第5話 魔界の情景
魔界と言って思い浮かべるのは何だろうか。
空一面に広がる暗雲、毒々しい色をした大地、荒廃した町の残骸、噴火を続ける火山、禍々しい雰囲気を纏った魔王城……。
大多数の人間がこのようなイメージを抱いているだろう。かくいう俺もその大多数の一人『だった』。実際に魔界に降り立つまでは。
青い空に白い雲、やわらかな光を注ぐ太陽、広々とした草原、石造りの町に整備された街道、青々とした山脈、底まで見通せるような澄んだ湖……
これが俺が降り立った魔界の情景だ。
――――
転移してきた先は城下町の入り口だった。4頭作りの馬車が横に二台走ってもなお余裕のある大通りが城まで伸びており、大通りを挟むように家が立ち並ぶ。軒を連ねる家々はレンガ色や黄土色、明るい青や真っ白とバリエーションに富んでいた。
遠目で見た城は一週間前に見たフェレール王国王城と意匠が似通っており、白い城壁に青緑の屋根を備えていたためパッと見ではただの城だが、その中から発せられる膨大な魔力が魔王の住処であることを物語っていた。
そして不可解なことが一つ――こんなに大きな町にも拘わらず誰もいない。

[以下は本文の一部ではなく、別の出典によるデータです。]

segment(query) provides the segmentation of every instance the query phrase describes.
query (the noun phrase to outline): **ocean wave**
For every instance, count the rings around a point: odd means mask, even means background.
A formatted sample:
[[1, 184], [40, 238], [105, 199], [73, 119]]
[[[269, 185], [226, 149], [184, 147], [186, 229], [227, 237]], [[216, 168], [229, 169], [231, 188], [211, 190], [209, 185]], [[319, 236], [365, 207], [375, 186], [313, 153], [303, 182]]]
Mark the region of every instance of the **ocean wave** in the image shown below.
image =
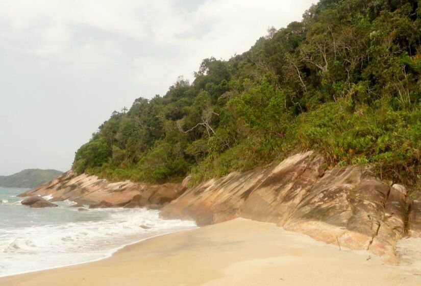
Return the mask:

それがまた不気味でかねてよりイメージしていた魔界とは別の恐ろしさを覚える。
俺は隣にいる悪魔に問いかけた。
「なぁ。ここ、本当に魔界なのか?」
「うん、そうだよ?今は戦争に人が駆り出されてて魔王城にしかいないけどね」
それでか、と納得しながら大通りを城に向かって歩き、俺は道すがら悪魔に続けて質問をぶつける。
「魔王ってどんな人、いや魔物なんだ?」
「魔王さまはねー、怒るとかなり怖いけど普段はめちゃくちゃいい人だよ」
「他には?」
「魔法にすっごく詳しいよ。多分だけどすべての魔法を知ってるんじゃないかな」
「それは期待できそうだ」
そう答えると城の入口に繋がる階段が見えてきた。
階段を上り、幅4mはあろう大扉――左右に、城の内側へ向けて開く形式の物――の前に立つ。すると、扉が一人でに開いた。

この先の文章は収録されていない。